Even if it was "fine" to use MaybeUninit::uninit().assume_init() the way you have been,
you'll get some surprising behaviors:
https://play.rust-lang.org/?version=stable&mode=debug&edition=2021&gist=cf49ff1fc315f5a20d39ac0742fc5c60

#[derive(Debug)]
enum Item {
    Foo,
    Bar(core::num::NonZeroU8),
}

fn main() {
    for item in [
        Item::Foo,
        unsafe{ Item::Bar(std::mem::MaybeUninit::uninit().assume_init()) },
    ] {
        eprintln!("{item:?} {:?}", std::mem::discriminant(&item));
    }
}

the above prints

Foo Discriminant(0)
Foo Discriminant(0)
2 Likes

Wrong. Creating an uninitialized value is instant UB, as I mentioned already. You don't need to read it in order to trigger UB.

3 Likes

@matt1992 @H2CO3 let me make sure we are talking the same thing, let's say the enum is now like:

enum Item {
    Foo(FooStruct),
    Bar(BarStruct),
    Baz(BazStruct),
}

I'm not creating an enum with MaybeUninit, I'm creating, for example, an Item::Foo(MaybeUninit), and use it to compare with other Item::Foo(_)s, by using Discriminant.

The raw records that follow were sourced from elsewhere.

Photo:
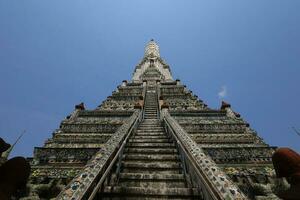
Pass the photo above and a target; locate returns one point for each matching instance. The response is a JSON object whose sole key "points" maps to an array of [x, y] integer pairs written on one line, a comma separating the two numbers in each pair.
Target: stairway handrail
{"points": [[81, 187], [213, 181], [144, 97]]}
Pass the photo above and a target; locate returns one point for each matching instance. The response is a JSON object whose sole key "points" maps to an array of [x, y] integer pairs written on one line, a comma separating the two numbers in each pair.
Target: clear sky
{"points": [[55, 54]]}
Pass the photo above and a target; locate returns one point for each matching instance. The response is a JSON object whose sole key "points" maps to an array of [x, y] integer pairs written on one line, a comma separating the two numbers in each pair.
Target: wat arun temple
{"points": [[153, 139]]}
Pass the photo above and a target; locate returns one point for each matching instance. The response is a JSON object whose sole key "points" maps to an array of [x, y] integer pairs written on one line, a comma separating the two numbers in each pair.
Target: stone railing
{"points": [[87, 179], [213, 182]]}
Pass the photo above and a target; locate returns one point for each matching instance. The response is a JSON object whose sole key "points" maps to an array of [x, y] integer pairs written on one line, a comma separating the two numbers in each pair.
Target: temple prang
{"points": [[153, 139]]}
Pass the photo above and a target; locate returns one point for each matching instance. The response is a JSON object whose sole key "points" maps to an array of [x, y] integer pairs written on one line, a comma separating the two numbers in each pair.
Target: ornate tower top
{"points": [[152, 65], [152, 49]]}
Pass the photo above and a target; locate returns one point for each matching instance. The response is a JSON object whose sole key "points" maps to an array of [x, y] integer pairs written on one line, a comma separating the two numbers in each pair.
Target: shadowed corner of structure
{"points": [[14, 173], [287, 167]]}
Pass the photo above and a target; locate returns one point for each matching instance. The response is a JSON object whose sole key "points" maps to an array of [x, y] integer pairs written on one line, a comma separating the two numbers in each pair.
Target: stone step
{"points": [[151, 157], [141, 192], [151, 183], [143, 176], [149, 137], [147, 132], [150, 145], [134, 140], [150, 150], [152, 128], [150, 134]]}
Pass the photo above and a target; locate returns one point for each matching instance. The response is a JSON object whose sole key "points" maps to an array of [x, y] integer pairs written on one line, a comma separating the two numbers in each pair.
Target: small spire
{"points": [[152, 49], [225, 105]]}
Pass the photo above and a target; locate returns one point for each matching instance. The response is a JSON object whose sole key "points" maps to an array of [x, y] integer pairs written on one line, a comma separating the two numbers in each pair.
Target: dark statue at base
{"points": [[14, 174], [287, 165]]}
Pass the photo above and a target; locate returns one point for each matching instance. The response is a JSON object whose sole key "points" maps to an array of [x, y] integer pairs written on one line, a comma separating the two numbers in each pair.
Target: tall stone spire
{"points": [[152, 49]]}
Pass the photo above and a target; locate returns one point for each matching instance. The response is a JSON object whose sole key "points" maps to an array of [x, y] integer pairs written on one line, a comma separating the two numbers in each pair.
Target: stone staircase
{"points": [[151, 168]]}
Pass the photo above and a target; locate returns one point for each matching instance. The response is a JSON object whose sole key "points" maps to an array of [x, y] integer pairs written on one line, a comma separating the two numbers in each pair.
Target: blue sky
{"points": [[55, 54]]}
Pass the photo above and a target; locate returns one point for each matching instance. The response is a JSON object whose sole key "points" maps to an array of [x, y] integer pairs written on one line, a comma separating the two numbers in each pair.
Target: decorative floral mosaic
{"points": [[218, 178], [82, 182]]}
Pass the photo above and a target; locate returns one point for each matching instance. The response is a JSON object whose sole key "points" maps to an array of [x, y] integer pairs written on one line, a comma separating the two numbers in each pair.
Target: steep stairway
{"points": [[151, 168]]}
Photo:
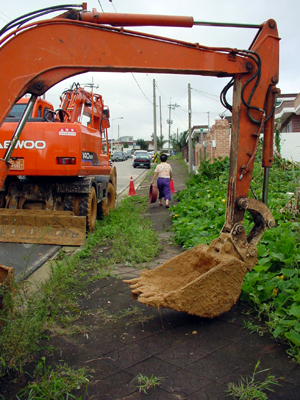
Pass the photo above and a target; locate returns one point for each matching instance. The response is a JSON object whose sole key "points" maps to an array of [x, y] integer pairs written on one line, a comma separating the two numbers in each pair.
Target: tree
{"points": [[143, 145], [160, 142]]}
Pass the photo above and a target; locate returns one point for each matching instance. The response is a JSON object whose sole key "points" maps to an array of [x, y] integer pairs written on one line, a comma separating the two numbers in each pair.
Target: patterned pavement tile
{"points": [[128, 355], [153, 366], [154, 394], [206, 343], [184, 383], [113, 387], [210, 367], [181, 355], [213, 391]]}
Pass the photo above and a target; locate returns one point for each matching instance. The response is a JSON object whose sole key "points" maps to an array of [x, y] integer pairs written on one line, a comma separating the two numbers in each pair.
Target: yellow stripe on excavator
{"points": [[42, 227]]}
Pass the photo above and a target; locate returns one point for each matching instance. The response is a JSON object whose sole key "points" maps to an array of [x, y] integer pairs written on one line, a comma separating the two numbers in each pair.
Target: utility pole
{"points": [[160, 120], [169, 121], [154, 119], [190, 130]]}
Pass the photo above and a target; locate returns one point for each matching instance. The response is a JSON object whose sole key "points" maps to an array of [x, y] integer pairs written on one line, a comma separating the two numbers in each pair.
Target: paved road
{"points": [[27, 258], [125, 170]]}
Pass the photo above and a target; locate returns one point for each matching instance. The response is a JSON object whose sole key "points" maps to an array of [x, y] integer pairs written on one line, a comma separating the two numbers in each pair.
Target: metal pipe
{"points": [[266, 185], [227, 24], [19, 128]]}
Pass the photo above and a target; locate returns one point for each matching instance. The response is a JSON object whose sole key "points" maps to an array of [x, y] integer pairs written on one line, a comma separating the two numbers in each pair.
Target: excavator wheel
{"points": [[108, 204], [2, 200], [88, 208], [113, 176], [69, 203]]}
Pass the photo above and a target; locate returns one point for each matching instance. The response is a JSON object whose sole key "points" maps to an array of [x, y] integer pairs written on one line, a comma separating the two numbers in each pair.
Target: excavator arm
{"points": [[46, 52]]}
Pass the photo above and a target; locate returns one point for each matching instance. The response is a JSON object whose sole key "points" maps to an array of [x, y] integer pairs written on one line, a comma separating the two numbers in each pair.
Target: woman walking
{"points": [[164, 173]]}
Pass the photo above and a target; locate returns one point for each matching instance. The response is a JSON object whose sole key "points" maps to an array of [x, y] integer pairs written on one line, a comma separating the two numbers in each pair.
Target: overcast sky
{"points": [[131, 95]]}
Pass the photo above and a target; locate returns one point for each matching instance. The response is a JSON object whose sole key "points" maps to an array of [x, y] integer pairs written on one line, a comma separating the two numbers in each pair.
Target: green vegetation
{"points": [[272, 287], [249, 389], [132, 238], [52, 307], [144, 383], [54, 383]]}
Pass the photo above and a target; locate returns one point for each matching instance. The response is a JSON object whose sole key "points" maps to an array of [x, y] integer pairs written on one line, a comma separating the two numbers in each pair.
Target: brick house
{"points": [[287, 112], [216, 143]]}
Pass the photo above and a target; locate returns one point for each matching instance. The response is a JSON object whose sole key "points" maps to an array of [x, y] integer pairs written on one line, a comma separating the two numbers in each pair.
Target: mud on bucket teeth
{"points": [[204, 281], [42, 227]]}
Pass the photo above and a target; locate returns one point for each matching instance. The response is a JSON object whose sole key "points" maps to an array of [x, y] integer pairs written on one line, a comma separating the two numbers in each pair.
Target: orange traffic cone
{"points": [[131, 188], [172, 187]]}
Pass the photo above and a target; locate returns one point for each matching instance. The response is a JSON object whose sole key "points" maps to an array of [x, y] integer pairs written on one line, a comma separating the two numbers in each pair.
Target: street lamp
{"points": [[112, 130]]}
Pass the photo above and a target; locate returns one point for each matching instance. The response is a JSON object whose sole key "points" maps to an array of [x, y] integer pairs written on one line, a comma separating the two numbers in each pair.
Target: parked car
{"points": [[151, 154], [129, 153], [142, 160], [118, 156], [140, 152]]}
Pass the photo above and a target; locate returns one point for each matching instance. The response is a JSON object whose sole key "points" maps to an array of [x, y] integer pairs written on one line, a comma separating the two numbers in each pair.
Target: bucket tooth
{"points": [[204, 281]]}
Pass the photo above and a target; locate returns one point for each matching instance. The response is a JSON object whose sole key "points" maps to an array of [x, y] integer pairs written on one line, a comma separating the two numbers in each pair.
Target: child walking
{"points": [[164, 173]]}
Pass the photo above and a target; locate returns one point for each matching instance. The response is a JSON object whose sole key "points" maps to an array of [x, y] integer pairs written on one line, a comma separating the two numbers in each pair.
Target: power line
{"points": [[141, 88], [207, 95], [113, 5], [100, 5]]}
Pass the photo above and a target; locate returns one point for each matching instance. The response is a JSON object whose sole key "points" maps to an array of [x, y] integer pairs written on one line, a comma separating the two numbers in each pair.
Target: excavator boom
{"points": [[81, 41]]}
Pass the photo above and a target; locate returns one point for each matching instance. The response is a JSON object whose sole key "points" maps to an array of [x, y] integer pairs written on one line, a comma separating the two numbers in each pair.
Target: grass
{"points": [[53, 307], [144, 383], [251, 389], [56, 382], [272, 287]]}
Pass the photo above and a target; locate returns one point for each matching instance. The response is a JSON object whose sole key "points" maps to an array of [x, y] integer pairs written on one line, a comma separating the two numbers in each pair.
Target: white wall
{"points": [[290, 146]]}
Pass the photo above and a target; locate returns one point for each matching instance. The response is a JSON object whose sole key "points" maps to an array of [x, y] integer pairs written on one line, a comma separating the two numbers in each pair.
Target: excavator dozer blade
{"points": [[42, 227], [204, 281]]}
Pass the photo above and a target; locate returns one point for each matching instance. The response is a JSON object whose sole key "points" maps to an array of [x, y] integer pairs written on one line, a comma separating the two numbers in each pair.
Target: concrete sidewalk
{"points": [[196, 357]]}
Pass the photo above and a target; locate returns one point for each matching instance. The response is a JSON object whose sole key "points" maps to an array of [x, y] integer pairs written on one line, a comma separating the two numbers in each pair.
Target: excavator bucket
{"points": [[42, 227], [204, 281]]}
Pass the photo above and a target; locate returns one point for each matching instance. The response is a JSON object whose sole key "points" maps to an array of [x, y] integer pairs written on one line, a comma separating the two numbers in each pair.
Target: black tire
{"points": [[109, 203], [88, 208], [2, 200], [69, 203]]}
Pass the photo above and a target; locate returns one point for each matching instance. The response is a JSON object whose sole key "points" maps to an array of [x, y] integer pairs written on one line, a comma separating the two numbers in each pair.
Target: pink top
{"points": [[163, 170]]}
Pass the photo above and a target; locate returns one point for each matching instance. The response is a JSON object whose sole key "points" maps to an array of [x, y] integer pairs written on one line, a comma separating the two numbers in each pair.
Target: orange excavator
{"points": [[205, 280], [60, 179]]}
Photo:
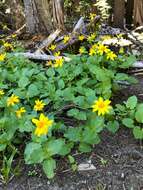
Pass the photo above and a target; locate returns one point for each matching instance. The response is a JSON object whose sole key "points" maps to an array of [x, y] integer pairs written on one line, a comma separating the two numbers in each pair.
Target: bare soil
{"points": [[123, 169]]}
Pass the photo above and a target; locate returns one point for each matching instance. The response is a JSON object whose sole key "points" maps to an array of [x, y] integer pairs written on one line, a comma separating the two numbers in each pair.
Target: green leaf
{"points": [[138, 132], [83, 147], [55, 146], [50, 72], [33, 153], [90, 136], [132, 102], [112, 126], [23, 82], [73, 134], [128, 122], [71, 159], [48, 167], [33, 91], [139, 113], [66, 149], [61, 84], [80, 115]]}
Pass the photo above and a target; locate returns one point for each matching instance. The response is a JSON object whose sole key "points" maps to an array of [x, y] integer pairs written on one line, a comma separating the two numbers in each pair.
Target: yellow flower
{"points": [[49, 63], [58, 63], [121, 50], [42, 125], [111, 56], [92, 16], [102, 49], [2, 56], [12, 100], [91, 38], [8, 45], [82, 50], [106, 37], [14, 35], [101, 106], [81, 37], [52, 47], [57, 53], [1, 92], [20, 112], [39, 105], [66, 39]]}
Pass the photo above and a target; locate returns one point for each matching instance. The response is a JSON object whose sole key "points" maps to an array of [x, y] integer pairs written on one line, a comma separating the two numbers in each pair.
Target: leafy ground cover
{"points": [[49, 111]]}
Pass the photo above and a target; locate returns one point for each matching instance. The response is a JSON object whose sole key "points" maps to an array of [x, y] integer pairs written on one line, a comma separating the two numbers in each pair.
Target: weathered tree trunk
{"points": [[138, 12], [39, 15], [129, 13], [16, 13], [119, 13], [58, 14]]}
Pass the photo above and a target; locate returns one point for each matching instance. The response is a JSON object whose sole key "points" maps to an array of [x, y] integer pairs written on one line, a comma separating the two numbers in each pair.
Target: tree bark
{"points": [[39, 15], [16, 14], [119, 11], [138, 12], [129, 13]]}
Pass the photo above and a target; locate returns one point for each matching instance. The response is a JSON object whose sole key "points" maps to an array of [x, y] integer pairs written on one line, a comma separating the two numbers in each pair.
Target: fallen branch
{"points": [[42, 57], [74, 36], [48, 41]]}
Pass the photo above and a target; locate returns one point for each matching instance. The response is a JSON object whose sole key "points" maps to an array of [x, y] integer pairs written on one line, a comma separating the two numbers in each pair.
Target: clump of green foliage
{"points": [[35, 102]]}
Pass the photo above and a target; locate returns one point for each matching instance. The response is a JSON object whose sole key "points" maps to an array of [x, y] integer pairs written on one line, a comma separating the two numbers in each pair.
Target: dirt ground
{"points": [[121, 167]]}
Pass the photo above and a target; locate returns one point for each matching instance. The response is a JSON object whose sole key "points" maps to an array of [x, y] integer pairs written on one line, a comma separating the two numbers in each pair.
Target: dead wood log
{"points": [[74, 36], [48, 41], [42, 57]]}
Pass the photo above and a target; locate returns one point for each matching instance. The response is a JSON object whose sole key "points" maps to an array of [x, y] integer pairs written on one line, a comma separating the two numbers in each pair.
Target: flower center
{"points": [[41, 124], [101, 105]]}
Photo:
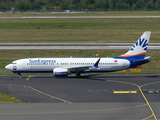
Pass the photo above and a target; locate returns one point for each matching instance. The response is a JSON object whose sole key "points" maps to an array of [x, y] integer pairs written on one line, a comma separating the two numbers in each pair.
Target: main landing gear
{"points": [[78, 75], [20, 76]]}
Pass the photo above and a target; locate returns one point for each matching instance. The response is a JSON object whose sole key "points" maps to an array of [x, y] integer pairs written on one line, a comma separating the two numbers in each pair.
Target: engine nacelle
{"points": [[60, 72]]}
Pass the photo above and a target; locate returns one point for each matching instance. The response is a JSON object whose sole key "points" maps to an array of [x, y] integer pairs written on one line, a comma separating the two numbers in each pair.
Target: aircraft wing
{"points": [[82, 68]]}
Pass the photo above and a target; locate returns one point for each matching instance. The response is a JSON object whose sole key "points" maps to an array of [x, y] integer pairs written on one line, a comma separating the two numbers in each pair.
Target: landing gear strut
{"points": [[78, 74], [20, 76]]}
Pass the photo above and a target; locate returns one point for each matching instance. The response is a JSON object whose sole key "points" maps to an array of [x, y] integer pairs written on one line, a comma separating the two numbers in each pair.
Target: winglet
{"points": [[96, 64], [96, 56]]}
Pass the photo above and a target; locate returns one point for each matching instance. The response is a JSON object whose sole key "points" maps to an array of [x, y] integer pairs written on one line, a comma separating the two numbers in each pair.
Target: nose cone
{"points": [[8, 67]]}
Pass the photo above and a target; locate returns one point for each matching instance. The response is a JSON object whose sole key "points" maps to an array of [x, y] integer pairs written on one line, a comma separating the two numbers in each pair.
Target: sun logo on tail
{"points": [[142, 43]]}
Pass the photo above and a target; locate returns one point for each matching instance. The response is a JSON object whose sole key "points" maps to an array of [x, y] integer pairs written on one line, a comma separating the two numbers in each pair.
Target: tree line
{"points": [[78, 5]]}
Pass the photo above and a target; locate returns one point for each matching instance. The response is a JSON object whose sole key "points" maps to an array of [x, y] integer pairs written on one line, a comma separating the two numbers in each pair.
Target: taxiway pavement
{"points": [[110, 96]]}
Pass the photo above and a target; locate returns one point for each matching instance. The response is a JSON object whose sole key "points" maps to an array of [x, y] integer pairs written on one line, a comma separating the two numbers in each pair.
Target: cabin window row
{"points": [[71, 64]]}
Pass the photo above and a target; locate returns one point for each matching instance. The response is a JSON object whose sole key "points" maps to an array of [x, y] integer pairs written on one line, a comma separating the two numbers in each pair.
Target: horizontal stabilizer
{"points": [[143, 60]]}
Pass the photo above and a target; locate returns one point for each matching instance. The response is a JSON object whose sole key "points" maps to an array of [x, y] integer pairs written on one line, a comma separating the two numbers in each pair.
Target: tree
{"points": [[149, 5], [23, 6], [157, 4]]}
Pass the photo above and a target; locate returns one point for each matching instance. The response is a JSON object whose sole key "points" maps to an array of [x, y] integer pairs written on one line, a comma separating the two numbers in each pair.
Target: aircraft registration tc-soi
{"points": [[65, 66]]}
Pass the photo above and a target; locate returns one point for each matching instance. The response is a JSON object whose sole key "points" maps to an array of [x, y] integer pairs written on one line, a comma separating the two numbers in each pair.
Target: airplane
{"points": [[62, 67]]}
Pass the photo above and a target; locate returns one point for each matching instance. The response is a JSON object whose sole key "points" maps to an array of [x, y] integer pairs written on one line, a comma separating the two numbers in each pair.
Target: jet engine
{"points": [[60, 72]]}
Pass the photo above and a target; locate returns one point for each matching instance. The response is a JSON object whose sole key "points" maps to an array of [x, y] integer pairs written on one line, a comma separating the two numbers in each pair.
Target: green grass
{"points": [[10, 55], [90, 13], [7, 99], [77, 30]]}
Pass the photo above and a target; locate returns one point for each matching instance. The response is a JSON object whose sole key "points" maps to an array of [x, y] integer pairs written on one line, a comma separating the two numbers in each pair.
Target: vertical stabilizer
{"points": [[138, 50]]}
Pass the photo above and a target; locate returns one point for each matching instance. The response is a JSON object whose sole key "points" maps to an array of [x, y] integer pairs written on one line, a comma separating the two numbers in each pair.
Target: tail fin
{"points": [[138, 50]]}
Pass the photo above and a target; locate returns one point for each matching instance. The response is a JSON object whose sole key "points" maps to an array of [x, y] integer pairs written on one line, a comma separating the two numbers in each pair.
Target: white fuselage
{"points": [[49, 64]]}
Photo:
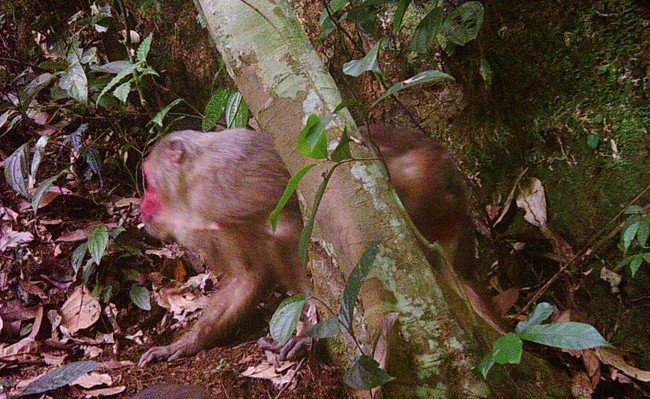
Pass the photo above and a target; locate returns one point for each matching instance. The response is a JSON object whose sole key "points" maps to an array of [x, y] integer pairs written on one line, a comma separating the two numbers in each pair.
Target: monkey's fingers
{"points": [[170, 352]]}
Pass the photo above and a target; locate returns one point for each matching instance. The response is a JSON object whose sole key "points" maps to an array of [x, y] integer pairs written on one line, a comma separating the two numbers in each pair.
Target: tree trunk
{"points": [[283, 81]]}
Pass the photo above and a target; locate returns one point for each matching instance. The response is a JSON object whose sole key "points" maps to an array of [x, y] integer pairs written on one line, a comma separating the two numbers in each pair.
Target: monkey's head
{"points": [[163, 201]]}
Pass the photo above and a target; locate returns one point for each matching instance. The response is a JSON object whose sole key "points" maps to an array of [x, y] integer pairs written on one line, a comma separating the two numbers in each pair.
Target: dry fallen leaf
{"points": [[93, 379], [80, 311], [610, 357]]}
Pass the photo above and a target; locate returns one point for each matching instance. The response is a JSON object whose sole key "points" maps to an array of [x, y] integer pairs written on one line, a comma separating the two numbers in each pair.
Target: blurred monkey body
{"points": [[214, 192], [431, 189]]}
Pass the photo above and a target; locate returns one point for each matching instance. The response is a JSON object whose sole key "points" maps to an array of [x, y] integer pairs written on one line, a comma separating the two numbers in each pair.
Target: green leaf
{"points": [[463, 24], [140, 297], [114, 67], [39, 150], [635, 210], [38, 84], [43, 187], [569, 335], [312, 141], [288, 192], [16, 170], [326, 329], [284, 320], [78, 256], [305, 234], [420, 78], [74, 80], [628, 234], [160, 116], [143, 49], [593, 141], [351, 290], [342, 150], [485, 365], [365, 373], [214, 108], [367, 63], [507, 349], [402, 6], [122, 91], [643, 232], [60, 377], [236, 111], [97, 243], [636, 262], [425, 34], [541, 312], [116, 79]]}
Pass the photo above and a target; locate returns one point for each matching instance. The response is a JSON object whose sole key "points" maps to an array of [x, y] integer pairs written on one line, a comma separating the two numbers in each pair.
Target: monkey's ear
{"points": [[175, 151]]}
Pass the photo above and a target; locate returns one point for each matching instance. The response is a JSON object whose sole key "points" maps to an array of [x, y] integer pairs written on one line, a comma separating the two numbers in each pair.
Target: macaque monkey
{"points": [[213, 193], [431, 189]]}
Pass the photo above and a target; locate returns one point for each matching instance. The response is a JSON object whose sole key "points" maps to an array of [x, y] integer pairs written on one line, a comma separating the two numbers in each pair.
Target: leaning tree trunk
{"points": [[283, 81]]}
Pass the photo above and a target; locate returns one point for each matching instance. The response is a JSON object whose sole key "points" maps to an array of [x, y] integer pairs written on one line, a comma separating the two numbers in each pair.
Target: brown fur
{"points": [[213, 193]]}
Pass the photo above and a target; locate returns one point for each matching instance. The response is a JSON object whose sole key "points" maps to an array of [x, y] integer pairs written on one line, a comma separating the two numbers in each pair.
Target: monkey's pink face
{"points": [[150, 205]]}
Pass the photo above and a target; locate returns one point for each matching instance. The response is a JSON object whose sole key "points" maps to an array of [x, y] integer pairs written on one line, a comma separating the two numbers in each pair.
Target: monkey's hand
{"points": [[178, 349]]}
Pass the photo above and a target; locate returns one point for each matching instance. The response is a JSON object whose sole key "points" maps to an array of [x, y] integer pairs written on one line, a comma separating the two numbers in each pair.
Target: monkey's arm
{"points": [[225, 308]]}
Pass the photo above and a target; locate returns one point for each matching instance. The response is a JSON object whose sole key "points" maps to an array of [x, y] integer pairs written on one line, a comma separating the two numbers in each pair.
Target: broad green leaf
{"points": [[628, 235], [16, 170], [38, 84], [60, 377], [569, 335], [593, 141], [143, 49], [541, 312], [365, 15], [420, 78], [114, 67], [635, 210], [160, 116], [116, 79], [427, 30], [351, 290], [97, 243], [214, 108], [284, 320], [507, 349], [78, 256], [305, 234], [367, 63], [326, 329], [635, 264], [365, 373], [42, 188], [236, 111], [288, 192], [312, 141], [484, 366], [463, 24], [642, 232], [75, 82], [39, 150], [89, 56], [140, 297], [342, 150], [122, 91], [402, 6], [326, 23]]}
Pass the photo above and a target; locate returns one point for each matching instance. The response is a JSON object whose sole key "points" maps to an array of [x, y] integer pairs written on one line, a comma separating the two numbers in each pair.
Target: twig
{"points": [[584, 252]]}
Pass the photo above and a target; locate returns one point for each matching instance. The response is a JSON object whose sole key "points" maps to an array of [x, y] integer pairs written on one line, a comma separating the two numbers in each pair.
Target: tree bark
{"points": [[283, 81]]}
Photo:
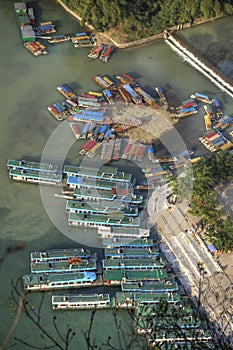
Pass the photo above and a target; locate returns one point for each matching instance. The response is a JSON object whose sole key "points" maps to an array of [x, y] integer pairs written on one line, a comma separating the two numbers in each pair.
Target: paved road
{"points": [[191, 260]]}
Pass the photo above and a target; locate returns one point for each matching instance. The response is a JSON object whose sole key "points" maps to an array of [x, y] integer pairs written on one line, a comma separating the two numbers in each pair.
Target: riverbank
{"points": [[108, 40]]}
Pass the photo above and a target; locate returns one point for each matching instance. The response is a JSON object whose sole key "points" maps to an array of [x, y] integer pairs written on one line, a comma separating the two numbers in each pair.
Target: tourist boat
{"points": [[155, 262], [92, 152], [105, 55], [98, 194], [149, 286], [151, 153], [75, 129], [74, 206], [104, 173], [131, 253], [136, 98], [94, 220], [129, 299], [123, 79], [60, 255], [161, 93], [117, 149], [116, 276], [87, 116], [35, 166], [82, 301], [46, 28], [94, 53], [215, 141], [45, 281], [125, 234], [208, 123], [124, 94], [101, 82], [186, 112], [31, 15], [109, 96], [108, 151], [200, 97], [168, 336], [223, 123], [35, 47], [144, 326], [35, 177], [58, 39], [66, 90], [115, 242], [72, 264], [58, 112], [146, 97], [129, 78]]}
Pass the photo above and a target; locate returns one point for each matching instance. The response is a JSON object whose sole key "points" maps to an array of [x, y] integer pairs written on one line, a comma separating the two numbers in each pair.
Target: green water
{"points": [[27, 87]]}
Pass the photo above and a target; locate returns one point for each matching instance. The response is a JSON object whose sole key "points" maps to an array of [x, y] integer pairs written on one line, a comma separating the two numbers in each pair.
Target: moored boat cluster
{"points": [[215, 124], [147, 286]]}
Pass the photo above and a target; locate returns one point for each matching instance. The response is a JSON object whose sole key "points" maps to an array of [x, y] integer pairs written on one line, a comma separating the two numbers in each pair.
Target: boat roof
{"points": [[124, 297], [134, 275], [60, 254], [158, 310], [80, 298], [107, 195], [31, 174], [130, 242], [105, 219], [107, 173], [62, 266], [96, 183], [155, 262], [56, 278], [25, 164], [125, 251], [151, 286], [122, 232], [95, 207]]}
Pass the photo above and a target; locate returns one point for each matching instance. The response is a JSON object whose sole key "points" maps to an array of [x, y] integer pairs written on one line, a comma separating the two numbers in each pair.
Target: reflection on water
{"points": [[27, 87]]}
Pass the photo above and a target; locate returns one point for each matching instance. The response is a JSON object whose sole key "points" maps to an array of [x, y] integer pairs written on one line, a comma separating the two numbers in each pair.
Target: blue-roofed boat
{"points": [[134, 264], [131, 253], [109, 97], [34, 166], [149, 286], [58, 39], [74, 206], [45, 281], [38, 177], [91, 183], [115, 219], [135, 96], [82, 301], [201, 97], [129, 299], [65, 90], [104, 173], [60, 254], [126, 242], [87, 116], [161, 93], [72, 264], [98, 195]]}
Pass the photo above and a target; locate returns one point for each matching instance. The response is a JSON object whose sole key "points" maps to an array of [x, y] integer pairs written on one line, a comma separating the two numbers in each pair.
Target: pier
{"points": [[193, 58]]}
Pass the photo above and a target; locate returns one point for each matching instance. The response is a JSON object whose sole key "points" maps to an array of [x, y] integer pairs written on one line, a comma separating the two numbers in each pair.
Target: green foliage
{"points": [[141, 18], [209, 172]]}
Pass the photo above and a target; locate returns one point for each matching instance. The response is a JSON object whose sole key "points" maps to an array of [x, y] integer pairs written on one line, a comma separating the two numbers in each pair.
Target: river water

Even in this case, An Item::Foo(MaybeUninit) can still have a chance to mess up Discriminant, right?

As you can see in the example in my previous message, leaving fields uninitialized can change the variant.
(I'm still ignoring UB for the moment, you shouldn't use uninitialized memory for this at all)

2 Likes

That's really conviencing, appearently discriminant deos work the way I think it is.

I understood what you were talking about. Foo(MaybeUninit::uninit().assume_init()) is undefined behavior. It doesn't matter what kind of type you are instantiating in this way: if it's an enum, a struct, a primitive integer, etc. – if you lie to the compiler about the value being initialized, it is always and unconditionally UB. (The only exception is when the type is MaybeUninit itself or a composite type only consisting of MaybeUninits, but that is not the case here.)

3 Likes

It seems that I asked an X/Y problem, I will open a new topic to explain what I met and why I'm so eager to use a variant without the type.